Keywords

1 Introduction

Password-based authentication is the most common mechanism for online authentication. It relies on one factor: ‘something-you-know’, and requests that the legitimate user proves knowledge of a username and a password. The whole security of the method rests, however, on the password, which must be kept secret and be chosen strong i.e., unpredictable. Unfortunately, this is rarely happening.

Security research has extensively commented on the poor quality of people’s choices regarding passwords (e.g., see [2, 7, 10, 11]). The problem is subtle. According to [9], people do have certain critical misunderstandings about what makes a password strong and are unaware of the complete attack surface, but their intuitions about what a secure password should look like are usually in line with password-cracking approaches.
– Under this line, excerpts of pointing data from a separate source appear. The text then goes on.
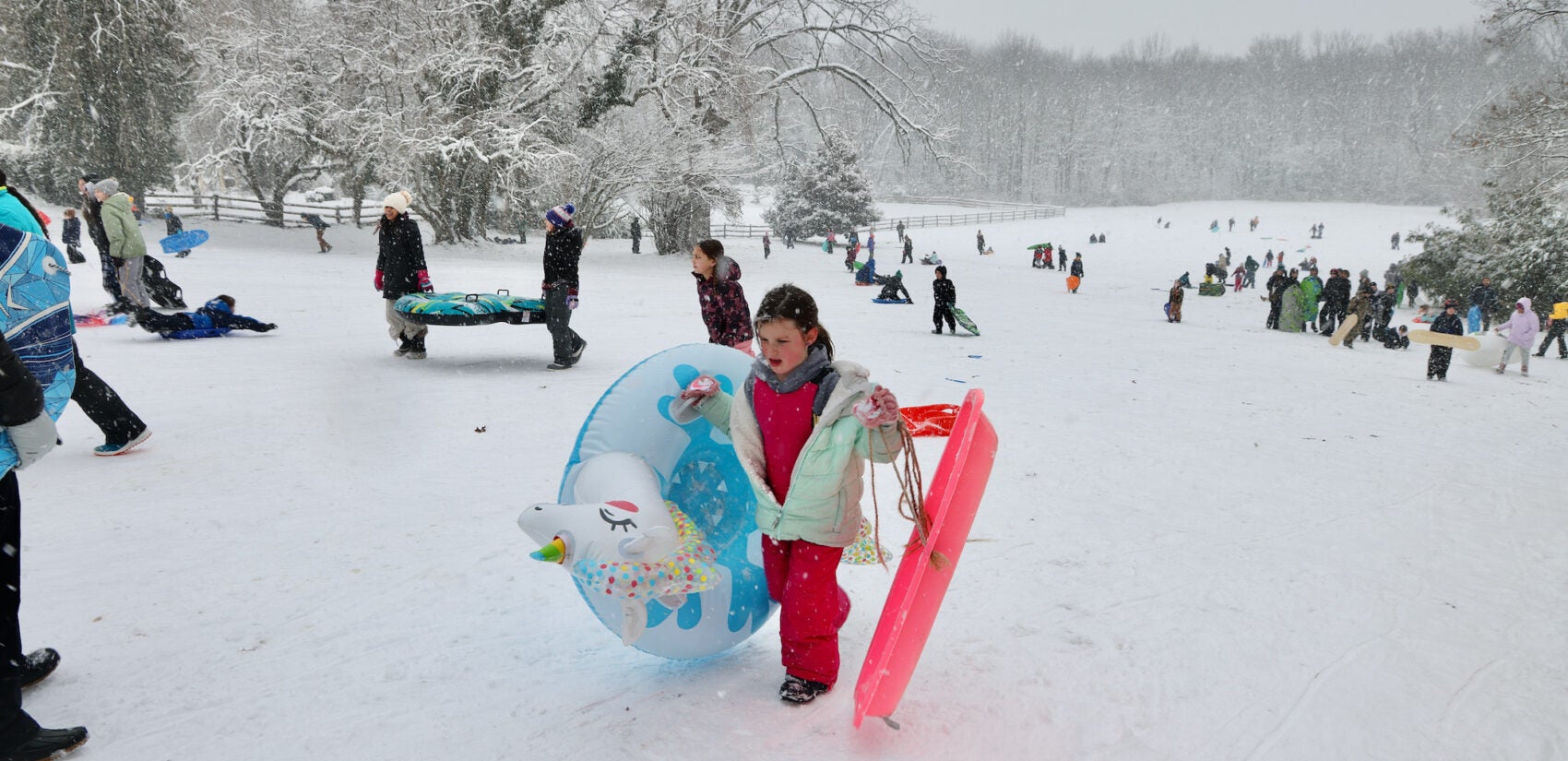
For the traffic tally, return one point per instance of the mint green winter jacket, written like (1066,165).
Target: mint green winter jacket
(824,501)
(120,225)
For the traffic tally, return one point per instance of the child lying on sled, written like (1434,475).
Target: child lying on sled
(214,319)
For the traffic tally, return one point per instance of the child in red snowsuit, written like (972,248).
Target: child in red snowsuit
(808,499)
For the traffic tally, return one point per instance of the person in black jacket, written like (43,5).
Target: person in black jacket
(564,248)
(1485,297)
(1447,322)
(944,295)
(91,209)
(31,432)
(400,270)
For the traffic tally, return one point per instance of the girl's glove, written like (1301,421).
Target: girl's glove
(880,409)
(700,388)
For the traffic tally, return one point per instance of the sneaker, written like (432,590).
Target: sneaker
(802,691)
(110,449)
(36,666)
(47,744)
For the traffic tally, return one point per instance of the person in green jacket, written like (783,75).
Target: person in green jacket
(802,425)
(125,239)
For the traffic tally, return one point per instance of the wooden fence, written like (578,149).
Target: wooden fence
(936,220)
(250,209)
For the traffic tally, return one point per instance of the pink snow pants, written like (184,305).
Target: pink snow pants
(803,577)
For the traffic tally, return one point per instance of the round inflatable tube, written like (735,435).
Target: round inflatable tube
(700,474)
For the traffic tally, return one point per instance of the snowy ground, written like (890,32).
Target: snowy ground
(1200,541)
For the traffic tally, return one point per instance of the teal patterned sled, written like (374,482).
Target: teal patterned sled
(470,308)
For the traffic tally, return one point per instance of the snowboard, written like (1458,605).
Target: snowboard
(965,322)
(1444,339)
(1344,330)
(183,241)
(469,308)
(920,582)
Despite that, their passwords are commonly short, built from predictable words and phrases which also tend to be semantically related, and are also often reused across different accounts. Regrettably, poor password management practices are also very common, which worsens the situation.

Weak passwords are particularly problematic. Hackers can easily guess them or they can steal password files, a common attack as recent news on the breaches at RedditFootnote 1, TwitterFootnote 2 and Yahoo!Footnote 3 prove. Although login servers protectively store only the hash of the passwords, poorly chosen passwords are retrievable by off-line dictionary attacks. Attacks on password files are generally a preparation for further intrusions that take advantage of people’s reuse of passwords.
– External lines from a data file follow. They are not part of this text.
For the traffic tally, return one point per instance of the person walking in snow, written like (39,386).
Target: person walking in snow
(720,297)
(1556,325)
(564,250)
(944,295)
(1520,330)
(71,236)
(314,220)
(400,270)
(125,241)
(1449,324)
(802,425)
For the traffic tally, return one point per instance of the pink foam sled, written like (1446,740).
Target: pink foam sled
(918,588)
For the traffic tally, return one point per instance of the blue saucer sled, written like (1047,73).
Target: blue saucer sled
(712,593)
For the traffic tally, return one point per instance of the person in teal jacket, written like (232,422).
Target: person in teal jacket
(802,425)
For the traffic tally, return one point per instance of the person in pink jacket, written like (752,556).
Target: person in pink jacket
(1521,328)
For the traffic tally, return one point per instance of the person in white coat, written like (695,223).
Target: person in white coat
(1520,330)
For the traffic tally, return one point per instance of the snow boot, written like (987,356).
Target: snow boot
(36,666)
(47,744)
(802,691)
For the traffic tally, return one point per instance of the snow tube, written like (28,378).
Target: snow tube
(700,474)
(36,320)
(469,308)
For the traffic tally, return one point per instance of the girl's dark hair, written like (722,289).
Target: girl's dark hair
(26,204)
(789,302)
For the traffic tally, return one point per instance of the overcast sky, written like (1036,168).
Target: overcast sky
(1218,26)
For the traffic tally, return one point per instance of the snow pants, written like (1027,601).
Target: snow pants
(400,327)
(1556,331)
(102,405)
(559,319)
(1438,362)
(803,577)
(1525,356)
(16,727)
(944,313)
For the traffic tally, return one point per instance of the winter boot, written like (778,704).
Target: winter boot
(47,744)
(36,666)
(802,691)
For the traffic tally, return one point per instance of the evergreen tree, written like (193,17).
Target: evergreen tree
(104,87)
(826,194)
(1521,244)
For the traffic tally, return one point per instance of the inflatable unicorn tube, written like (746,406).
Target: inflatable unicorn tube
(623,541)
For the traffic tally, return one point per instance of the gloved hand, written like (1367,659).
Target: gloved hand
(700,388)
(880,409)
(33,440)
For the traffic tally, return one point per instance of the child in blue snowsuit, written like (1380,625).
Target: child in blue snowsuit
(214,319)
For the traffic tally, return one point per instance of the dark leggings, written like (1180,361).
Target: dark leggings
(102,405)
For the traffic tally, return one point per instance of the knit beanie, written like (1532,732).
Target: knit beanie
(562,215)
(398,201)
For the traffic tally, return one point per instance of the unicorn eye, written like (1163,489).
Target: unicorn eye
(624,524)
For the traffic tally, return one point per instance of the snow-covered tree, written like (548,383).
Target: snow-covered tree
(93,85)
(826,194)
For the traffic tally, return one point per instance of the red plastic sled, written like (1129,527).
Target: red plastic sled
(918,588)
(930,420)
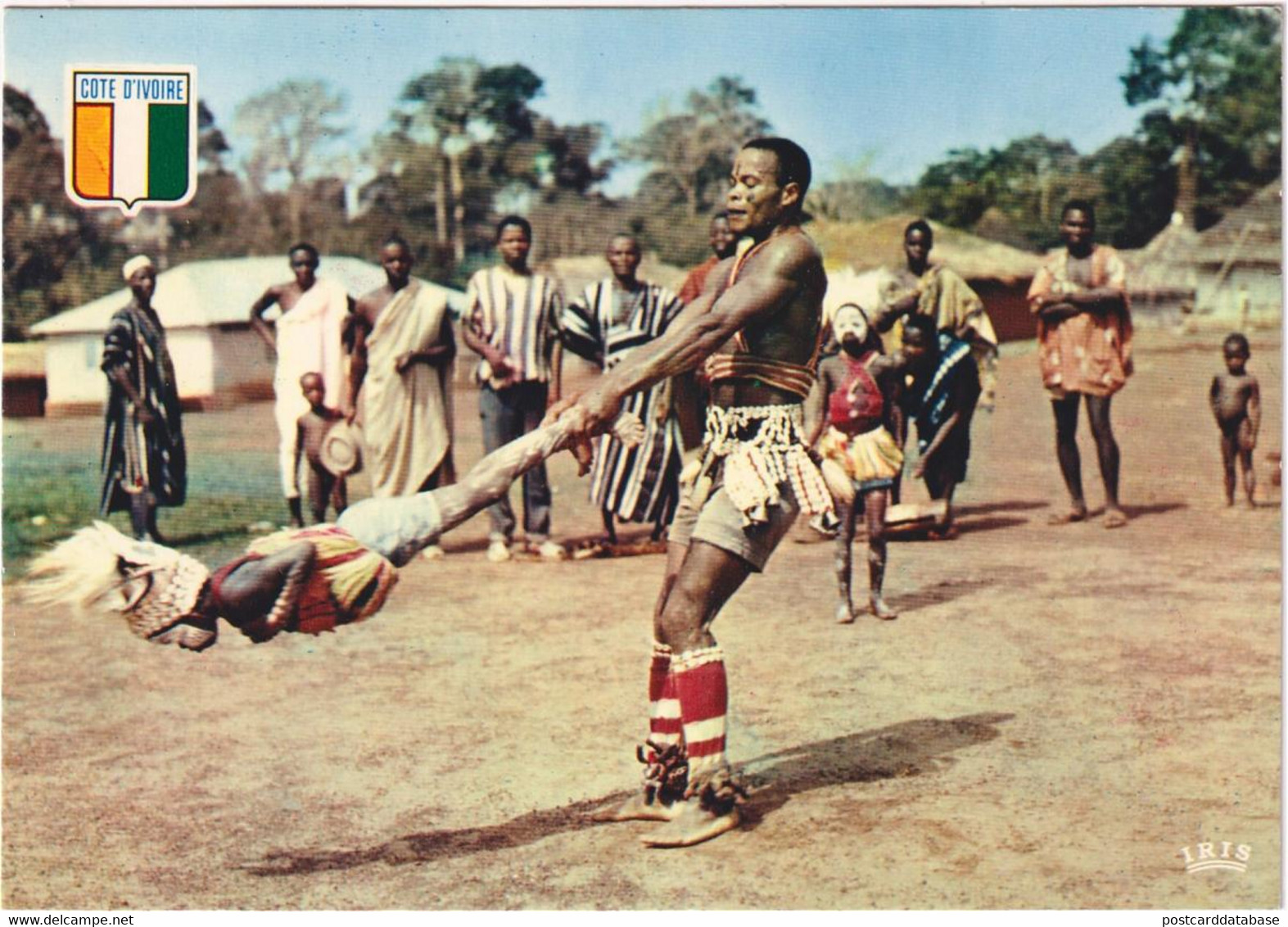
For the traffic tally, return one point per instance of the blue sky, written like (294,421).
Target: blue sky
(898,88)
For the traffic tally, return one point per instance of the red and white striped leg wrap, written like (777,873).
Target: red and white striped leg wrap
(703,695)
(663,706)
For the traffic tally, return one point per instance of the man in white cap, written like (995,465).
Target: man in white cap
(144,464)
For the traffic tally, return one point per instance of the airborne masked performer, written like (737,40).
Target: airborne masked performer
(308,581)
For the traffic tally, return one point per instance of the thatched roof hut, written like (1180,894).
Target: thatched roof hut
(868,245)
(856,254)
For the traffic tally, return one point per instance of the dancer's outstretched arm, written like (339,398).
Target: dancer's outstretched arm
(398,528)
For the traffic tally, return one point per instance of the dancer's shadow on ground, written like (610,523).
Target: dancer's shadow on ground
(903,749)
(939,593)
(1007,505)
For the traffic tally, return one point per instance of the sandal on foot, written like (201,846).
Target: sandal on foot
(1070,517)
(1114,518)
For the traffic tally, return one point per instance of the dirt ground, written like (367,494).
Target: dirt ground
(1052,717)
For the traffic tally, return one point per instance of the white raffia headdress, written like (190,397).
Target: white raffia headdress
(134,265)
(99,571)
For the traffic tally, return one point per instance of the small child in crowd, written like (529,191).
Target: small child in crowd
(310,433)
(1236,400)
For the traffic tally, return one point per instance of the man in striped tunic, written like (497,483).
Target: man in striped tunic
(512,323)
(604,324)
(755,477)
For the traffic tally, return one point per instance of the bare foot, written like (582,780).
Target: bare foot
(195,635)
(692,827)
(638,807)
(876,604)
(1072,517)
(943,533)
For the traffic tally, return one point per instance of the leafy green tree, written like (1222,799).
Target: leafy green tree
(290,129)
(1220,87)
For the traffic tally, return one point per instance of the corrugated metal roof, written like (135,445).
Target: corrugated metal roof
(867,245)
(213,292)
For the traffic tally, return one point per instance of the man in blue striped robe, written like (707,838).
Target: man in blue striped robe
(608,321)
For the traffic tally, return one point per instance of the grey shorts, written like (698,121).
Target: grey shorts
(719,523)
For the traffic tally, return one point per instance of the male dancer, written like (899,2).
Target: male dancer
(755,475)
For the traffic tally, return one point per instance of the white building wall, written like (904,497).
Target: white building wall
(74,379)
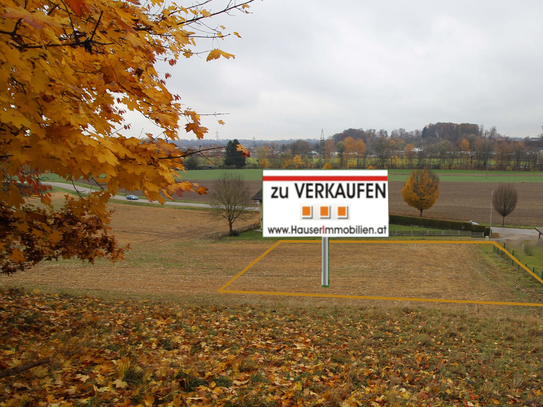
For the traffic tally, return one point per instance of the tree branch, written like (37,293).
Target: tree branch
(225,10)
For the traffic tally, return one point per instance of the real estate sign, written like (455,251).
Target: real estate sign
(325,203)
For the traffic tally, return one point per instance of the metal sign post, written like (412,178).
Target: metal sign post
(325,262)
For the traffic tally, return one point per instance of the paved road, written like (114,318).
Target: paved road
(84,190)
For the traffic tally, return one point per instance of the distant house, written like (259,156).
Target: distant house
(258,199)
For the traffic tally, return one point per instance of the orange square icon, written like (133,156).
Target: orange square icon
(307,212)
(325,212)
(343,212)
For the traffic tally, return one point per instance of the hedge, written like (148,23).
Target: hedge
(438,224)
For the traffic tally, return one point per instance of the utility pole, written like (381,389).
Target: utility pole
(322,146)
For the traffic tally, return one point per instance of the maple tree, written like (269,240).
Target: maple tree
(421,189)
(70,71)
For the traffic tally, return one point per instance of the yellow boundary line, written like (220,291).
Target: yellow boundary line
(365,297)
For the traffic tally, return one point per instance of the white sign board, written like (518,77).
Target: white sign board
(325,203)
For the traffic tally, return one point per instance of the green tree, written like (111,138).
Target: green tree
(233,155)
(421,189)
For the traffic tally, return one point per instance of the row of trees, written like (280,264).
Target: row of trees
(361,149)
(421,191)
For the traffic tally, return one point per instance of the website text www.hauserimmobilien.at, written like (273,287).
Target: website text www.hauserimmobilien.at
(332,230)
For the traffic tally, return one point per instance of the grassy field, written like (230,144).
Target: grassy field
(153,331)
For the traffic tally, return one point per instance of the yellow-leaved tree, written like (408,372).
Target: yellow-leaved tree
(421,189)
(69,70)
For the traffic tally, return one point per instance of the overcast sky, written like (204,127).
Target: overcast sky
(306,65)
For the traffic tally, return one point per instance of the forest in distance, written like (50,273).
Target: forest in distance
(439,146)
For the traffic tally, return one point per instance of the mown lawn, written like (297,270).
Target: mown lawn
(167,354)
This discussion raises an obvious research question: if we accept that users choose weak passwords, how can we guarantee that password-based authentication is secure i.e., that it works with unpredictable identity tokens and with password files resilient to off-line dictionary attacks? And, if a solution exists, how can it be achieved without imposing too much burden on users? The goal of this short paper is to answer these questions, to propose a possible solution, and to discuss its security.

1.1 Scope of the Work

There might be several different ways to approach the above research questions and to find answers. Many researchers opt for supporting authentication without passwords (e.g., see [8]); we are not interested in solutions of this kind since we intend to remain within the context of password-based authentication.

There are also methods that use tokens as alternative passwords, like those requesting freshly generated PINs. The security of such methods relies exclusively upon the possession of a personal device. We briefly comment on them in Sect. 4, mainly to compare their security with that of our solution, but using PINs and similar codes is not the answer we seek for our question.

So, what type of strategies remain in our scope? We see here at least two families of them. One includes techniques and resources that help users generate and memorize hard-to-guess passwords. They can be mnemonic strategies, but they cannot be taught to everyone and, we believe, the practice does not scale. Alternatively, they can be applications, such as the password vaults like Schneier’s “Password Safe” or the compatible “Password Gorilla”. They generate strong passwords on behalf of the user and keep them safe in an encrypted file on the user’s personal device, available on demand. The drawback is that the vault’s access is password-secured, which introduces a circular problem as the vault’s access can be vulnerable to dictionary attacks. Besides, we are unaware of any research that brings evidence of a widespread adoption of password vaults, although their recent integration in some browsers will increase their use.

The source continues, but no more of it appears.